IndusInd Bank Rallies 5% on Reports of RBI Approval to Increase Hinduja Group’s Stake


Indusind Bank shares rose 5 per cent on Friday on reports that the Reserve Bank of India has granted approval to promoter Hinduja Group to increase its stake in the bank.

According to Business Standard, the Hinduja’s Mauritius-based promoter company already has RBI approval to increase the shareholding. The central bank had allowed promoters to own up to 26 per cent of a bank in November 2021.

During Friday’s trade, the stock opened at a price of Rs. 1,102.05 per share against the previous close of Rs. 1075.40 per share and grew further during the early trading session to touch an intraday high of Rs. 1,130. It was trading at Rs 1,117.20, up by 3.89 per cent, at 10:25 a.m. on the BSE.

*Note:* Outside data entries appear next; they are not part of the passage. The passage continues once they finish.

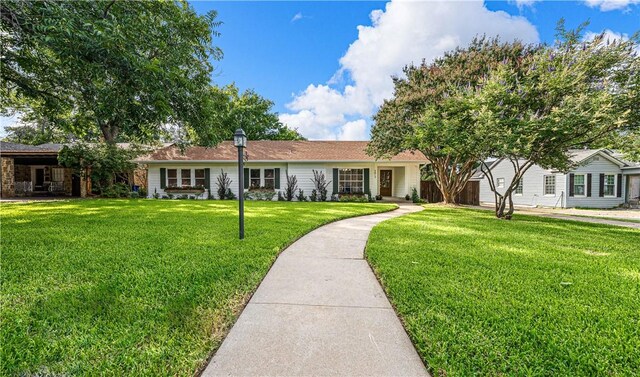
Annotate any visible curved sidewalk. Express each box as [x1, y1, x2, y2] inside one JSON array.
[[203, 205, 428, 376]]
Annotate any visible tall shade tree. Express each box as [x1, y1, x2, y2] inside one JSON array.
[[470, 21, 640, 219], [0, 0, 222, 144], [368, 37, 536, 203], [205, 84, 304, 140]]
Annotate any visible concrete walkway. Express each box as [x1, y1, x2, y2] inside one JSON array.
[[203, 204, 428, 376]]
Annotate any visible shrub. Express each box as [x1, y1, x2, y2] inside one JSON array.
[[224, 188, 236, 200], [411, 187, 422, 203], [216, 169, 236, 199], [340, 195, 369, 203], [284, 174, 298, 202], [311, 169, 331, 202]]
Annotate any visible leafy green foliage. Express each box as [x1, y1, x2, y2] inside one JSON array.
[[366, 206, 640, 376], [0, 0, 222, 144], [205, 84, 304, 144], [216, 169, 235, 200], [478, 23, 640, 219], [368, 38, 537, 203], [0, 199, 392, 376], [58, 143, 146, 197]]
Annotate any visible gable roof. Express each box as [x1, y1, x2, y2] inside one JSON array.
[[138, 140, 427, 163]]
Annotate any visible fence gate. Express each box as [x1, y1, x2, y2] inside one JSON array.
[[420, 181, 480, 206]]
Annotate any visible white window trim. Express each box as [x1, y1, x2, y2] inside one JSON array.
[[573, 173, 587, 198], [335, 167, 368, 194], [602, 173, 618, 198], [513, 177, 524, 196], [542, 174, 558, 197]]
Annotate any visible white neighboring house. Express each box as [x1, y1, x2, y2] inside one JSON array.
[[473, 149, 640, 208], [137, 140, 427, 200]]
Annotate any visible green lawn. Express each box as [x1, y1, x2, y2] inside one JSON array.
[[0, 200, 394, 376], [367, 206, 640, 377]]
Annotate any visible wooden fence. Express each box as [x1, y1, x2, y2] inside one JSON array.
[[420, 181, 480, 206]]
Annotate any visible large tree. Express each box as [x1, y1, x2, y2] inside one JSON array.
[[470, 22, 640, 219], [206, 84, 304, 140], [0, 0, 221, 144], [369, 38, 537, 203]]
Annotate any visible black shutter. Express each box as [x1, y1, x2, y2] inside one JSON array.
[[616, 174, 622, 198], [599, 174, 604, 198], [569, 173, 575, 196], [364, 169, 371, 195]]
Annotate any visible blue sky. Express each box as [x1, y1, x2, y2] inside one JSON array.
[[0, 0, 640, 140], [192, 0, 640, 139]]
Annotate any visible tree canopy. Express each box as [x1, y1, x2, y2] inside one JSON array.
[[210, 84, 304, 140], [0, 0, 222, 144], [369, 37, 536, 203]]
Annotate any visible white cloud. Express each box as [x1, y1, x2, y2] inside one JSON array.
[[338, 119, 369, 140], [582, 29, 640, 54], [280, 1, 539, 139], [584, 0, 640, 12], [291, 12, 304, 22]]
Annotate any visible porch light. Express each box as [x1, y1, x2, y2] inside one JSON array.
[[233, 128, 247, 148]]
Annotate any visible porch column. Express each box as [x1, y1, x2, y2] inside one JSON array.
[[0, 157, 16, 198]]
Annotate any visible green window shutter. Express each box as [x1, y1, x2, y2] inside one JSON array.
[[599, 174, 604, 198], [616, 174, 622, 198], [569, 173, 575, 196], [364, 169, 371, 195], [160, 168, 167, 189]]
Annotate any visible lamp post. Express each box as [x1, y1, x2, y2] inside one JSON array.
[[233, 128, 247, 240]]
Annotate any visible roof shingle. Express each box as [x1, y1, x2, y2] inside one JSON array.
[[139, 140, 427, 162]]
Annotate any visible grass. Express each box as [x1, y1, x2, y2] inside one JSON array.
[[0, 200, 394, 376], [366, 206, 640, 376]]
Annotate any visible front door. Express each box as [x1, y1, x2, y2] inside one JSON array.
[[380, 170, 393, 196], [33, 168, 44, 191]]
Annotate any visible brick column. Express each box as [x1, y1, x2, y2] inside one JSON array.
[[0, 157, 16, 198]]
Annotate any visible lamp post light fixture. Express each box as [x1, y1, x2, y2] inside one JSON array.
[[233, 128, 247, 240]]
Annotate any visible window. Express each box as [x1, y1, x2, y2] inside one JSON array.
[[544, 175, 556, 195], [167, 169, 178, 187], [515, 178, 524, 195], [573, 174, 585, 196], [180, 169, 191, 187], [604, 174, 616, 196], [51, 168, 64, 182], [249, 169, 260, 188], [338, 169, 364, 194], [194, 169, 204, 187], [264, 169, 276, 189]]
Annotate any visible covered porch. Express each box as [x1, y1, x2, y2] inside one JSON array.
[[0, 142, 86, 198]]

The stock touched a 52-week high of Rs. 1,275.80 on September 20, 2022 and a 52-week low of Rs. 763.20 on June 23, 2022, indicating that at the current level, the stock is trading over 46 percent above its 52-week low and 12.4 percent below its 52-week high.

The stock has declined over 10 per cent in the last one month. However, in the past one year, it has given a positive return of nearly 17 per cent. In the last five years, the stock has yielded a negative return of 32 per cent.

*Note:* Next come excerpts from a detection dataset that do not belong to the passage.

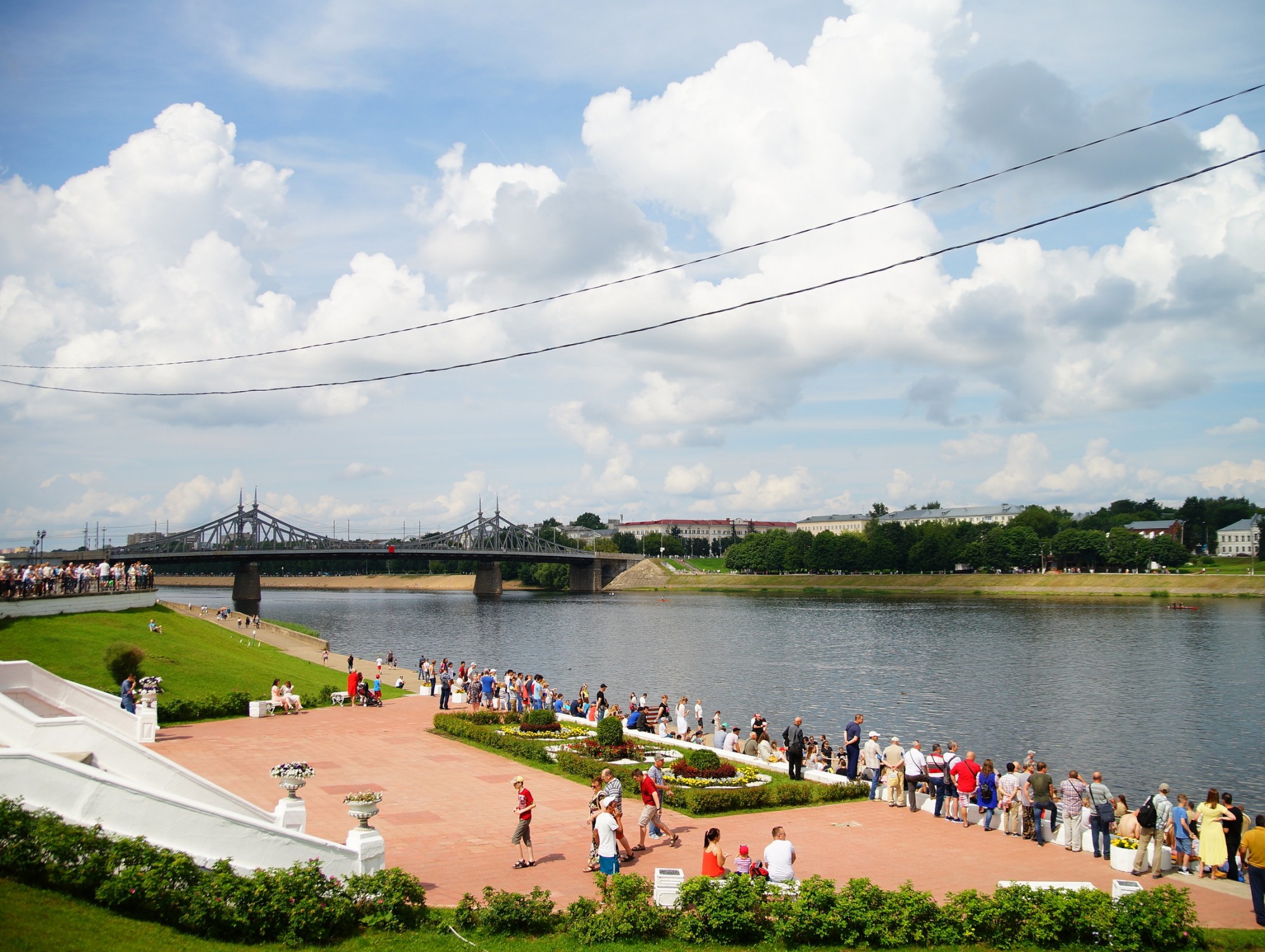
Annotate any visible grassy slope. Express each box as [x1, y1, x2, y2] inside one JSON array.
[[0, 880, 1265, 952], [0, 607, 402, 699]]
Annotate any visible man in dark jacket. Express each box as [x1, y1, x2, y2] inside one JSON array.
[[782, 718, 803, 780]]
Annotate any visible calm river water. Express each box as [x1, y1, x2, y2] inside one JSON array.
[[162, 586, 1265, 813]]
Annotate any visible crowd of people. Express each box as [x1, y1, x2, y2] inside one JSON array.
[[0, 560, 154, 600], [369, 655, 1265, 924]]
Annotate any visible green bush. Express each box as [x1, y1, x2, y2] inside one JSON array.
[[102, 642, 145, 686], [453, 886, 563, 936], [434, 714, 549, 763], [673, 876, 770, 946], [564, 872, 677, 946], [597, 718, 624, 747], [684, 751, 720, 771], [0, 799, 429, 946]]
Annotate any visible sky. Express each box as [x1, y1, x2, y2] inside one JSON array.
[[0, 0, 1265, 547]]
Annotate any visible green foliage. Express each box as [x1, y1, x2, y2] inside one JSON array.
[[434, 712, 549, 763], [684, 751, 720, 771], [597, 718, 624, 747], [522, 708, 558, 727], [0, 799, 428, 946], [102, 642, 145, 688], [673, 876, 770, 944], [462, 886, 562, 936], [565, 872, 677, 946]]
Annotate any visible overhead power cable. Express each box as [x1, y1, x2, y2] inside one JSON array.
[[0, 82, 1265, 369], [0, 149, 1265, 396]]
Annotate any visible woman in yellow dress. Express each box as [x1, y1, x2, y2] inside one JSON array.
[[1197, 789, 1235, 880]]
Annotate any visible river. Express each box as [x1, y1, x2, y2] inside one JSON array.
[[161, 586, 1265, 814]]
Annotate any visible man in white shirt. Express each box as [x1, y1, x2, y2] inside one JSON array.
[[861, 731, 883, 800], [764, 827, 794, 882], [904, 741, 927, 813], [593, 796, 620, 882]]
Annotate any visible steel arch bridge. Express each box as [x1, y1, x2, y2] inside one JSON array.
[[116, 497, 643, 614]]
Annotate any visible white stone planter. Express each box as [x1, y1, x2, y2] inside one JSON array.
[[277, 777, 307, 800], [347, 804, 378, 829]]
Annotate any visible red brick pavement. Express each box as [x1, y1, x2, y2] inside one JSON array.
[[154, 696, 1255, 928]]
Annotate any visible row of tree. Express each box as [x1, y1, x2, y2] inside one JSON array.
[[725, 519, 1190, 572]]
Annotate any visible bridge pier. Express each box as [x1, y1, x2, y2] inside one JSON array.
[[233, 562, 261, 615], [474, 562, 503, 595]]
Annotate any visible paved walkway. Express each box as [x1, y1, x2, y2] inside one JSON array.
[[154, 689, 1255, 928]]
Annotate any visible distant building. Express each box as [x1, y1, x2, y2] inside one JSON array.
[[1217, 516, 1261, 556], [1121, 519, 1185, 542], [617, 519, 796, 542], [128, 532, 167, 546], [796, 513, 869, 536]]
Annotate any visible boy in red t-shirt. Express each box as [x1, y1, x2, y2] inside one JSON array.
[[510, 777, 536, 870], [949, 751, 979, 829]]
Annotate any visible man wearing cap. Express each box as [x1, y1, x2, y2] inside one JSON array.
[[593, 796, 622, 882], [844, 714, 865, 780], [861, 731, 883, 800], [1133, 784, 1173, 880], [883, 737, 904, 807], [510, 777, 536, 870], [632, 760, 678, 852], [782, 718, 803, 780]]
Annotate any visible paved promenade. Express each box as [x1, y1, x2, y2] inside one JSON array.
[[154, 693, 1254, 928]]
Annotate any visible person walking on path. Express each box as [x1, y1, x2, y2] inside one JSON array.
[[861, 731, 883, 800], [1194, 788, 1235, 880], [1059, 770, 1089, 853], [782, 718, 803, 780], [1133, 784, 1174, 880], [593, 795, 624, 885], [1027, 761, 1055, 846], [997, 761, 1023, 837], [439, 667, 453, 710], [1087, 770, 1118, 860], [1221, 794, 1245, 882], [510, 777, 536, 870], [950, 751, 979, 829], [1238, 813, 1265, 925], [844, 714, 865, 780], [883, 737, 904, 807], [975, 758, 997, 833], [632, 769, 679, 852], [602, 767, 632, 862], [903, 741, 927, 813]]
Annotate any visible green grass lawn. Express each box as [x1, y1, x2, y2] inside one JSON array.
[[0, 607, 404, 710], [686, 559, 725, 572], [0, 879, 1265, 952]]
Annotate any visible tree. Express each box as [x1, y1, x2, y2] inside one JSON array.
[[1150, 536, 1190, 569]]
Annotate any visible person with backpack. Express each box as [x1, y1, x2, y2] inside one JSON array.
[[1059, 770, 1089, 853], [1133, 784, 1173, 880], [975, 757, 997, 833]]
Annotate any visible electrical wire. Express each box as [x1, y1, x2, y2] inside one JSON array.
[[0, 149, 1265, 396], [0, 82, 1265, 369]]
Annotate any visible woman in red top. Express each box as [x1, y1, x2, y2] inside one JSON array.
[[703, 827, 727, 879]]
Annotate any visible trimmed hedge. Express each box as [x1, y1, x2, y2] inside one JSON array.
[[434, 712, 550, 763], [454, 874, 1203, 952], [0, 798, 430, 946], [158, 684, 345, 724]]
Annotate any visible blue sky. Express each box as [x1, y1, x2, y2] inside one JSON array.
[[0, 0, 1265, 545]]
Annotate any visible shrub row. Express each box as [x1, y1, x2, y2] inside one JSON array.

The Hindujas are likely to deploy Rs 8000-10000 crore between June and September to increase their shareholding in the bank.

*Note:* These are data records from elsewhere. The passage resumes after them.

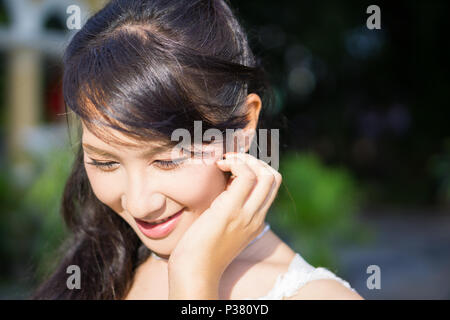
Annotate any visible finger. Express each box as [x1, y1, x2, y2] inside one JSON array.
[[230, 154, 275, 215], [253, 161, 283, 215], [216, 158, 257, 208], [230, 154, 282, 221]]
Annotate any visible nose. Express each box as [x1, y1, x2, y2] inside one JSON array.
[[121, 176, 166, 220]]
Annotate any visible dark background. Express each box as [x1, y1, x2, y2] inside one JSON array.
[[0, 0, 450, 299]]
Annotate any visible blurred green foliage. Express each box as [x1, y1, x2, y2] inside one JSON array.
[[267, 152, 373, 268], [429, 138, 450, 210], [22, 149, 74, 278], [0, 149, 73, 297]]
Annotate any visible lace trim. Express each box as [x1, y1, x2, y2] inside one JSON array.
[[244, 253, 356, 300]]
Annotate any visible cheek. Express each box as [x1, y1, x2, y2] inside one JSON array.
[[163, 164, 227, 212]]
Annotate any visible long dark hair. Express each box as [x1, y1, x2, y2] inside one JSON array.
[[32, 0, 274, 299]]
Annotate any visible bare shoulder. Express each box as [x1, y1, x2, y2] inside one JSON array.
[[286, 279, 364, 300]]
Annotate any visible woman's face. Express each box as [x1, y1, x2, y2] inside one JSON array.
[[82, 124, 227, 255]]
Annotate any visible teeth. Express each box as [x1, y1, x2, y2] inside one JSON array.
[[150, 217, 171, 224]]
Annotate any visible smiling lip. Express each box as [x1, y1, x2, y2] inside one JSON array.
[[135, 208, 184, 239]]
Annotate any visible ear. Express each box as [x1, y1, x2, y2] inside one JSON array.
[[234, 93, 262, 152], [244, 93, 262, 130]]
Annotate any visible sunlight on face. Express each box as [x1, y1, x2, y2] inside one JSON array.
[[82, 124, 227, 255]]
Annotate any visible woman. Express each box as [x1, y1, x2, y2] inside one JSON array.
[[30, 0, 361, 300]]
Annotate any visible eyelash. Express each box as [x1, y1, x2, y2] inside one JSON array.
[[86, 158, 186, 172]]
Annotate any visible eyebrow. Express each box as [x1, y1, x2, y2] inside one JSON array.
[[83, 143, 171, 160]]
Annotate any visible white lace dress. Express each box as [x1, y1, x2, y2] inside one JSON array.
[[152, 223, 356, 300], [245, 253, 356, 300]]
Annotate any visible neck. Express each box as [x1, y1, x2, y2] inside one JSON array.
[[152, 223, 272, 263]]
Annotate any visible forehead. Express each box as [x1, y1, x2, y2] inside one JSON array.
[[81, 121, 170, 150]]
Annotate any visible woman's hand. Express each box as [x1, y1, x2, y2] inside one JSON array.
[[169, 153, 281, 299]]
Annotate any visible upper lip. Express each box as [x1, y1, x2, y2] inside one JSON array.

The go-ahead given by the regulator is in line with the newly introduced RBI (Acquisition and Holding of shares or voting rights in Banking companies) Directions, 2023, the first instance of its promoter increasing its shareholding to 26 percent.

Meanwhile, IndusInd Bank on January 18 reported 58 per cent growth in its consolidated net profit for the quarter ending December 2022 to Rs 1,963.54 crore, beating street expectations by a mile.

The net profit growth was partly driven by a sharp 37 percent fall in provisions for the quarter to Rs 1,064. 73 crore from Rs 1,654.20 crore a year ago. The fall in provisioning reflects the drop in bad loans for the lender.

The lender’s net profit was also boosted by a healthy 17 percent year-on-year growth in its net interest income to Rs 12,923 crore for the quarter. This came on the back of robust loan growth. Yet another profitability booster was the bank’s stable net interest margin (NIM) despite cost pressures on the liabilities side. IndusInd Bank reported an expansion of 17 basis points in its NIM to 4.27 percent.

“IIB’s operating performance remains on track, led by healthy NII growth and controlled provisions. Asset quality remains steady, driven by lower slippages. Thus, the outlook for credit cost remains controlled. The management is guiding for continued momentum in loan growth and is looking to end FY23 with a growth of 20 percent. Healthy provisioning in the MFI portfolio and contingent provisioning buffer of 0.8 percent of loans will enable a steep decline in credit cost, thus driving recovery in earnings”, said Motilal Oswal in its recent report to investors.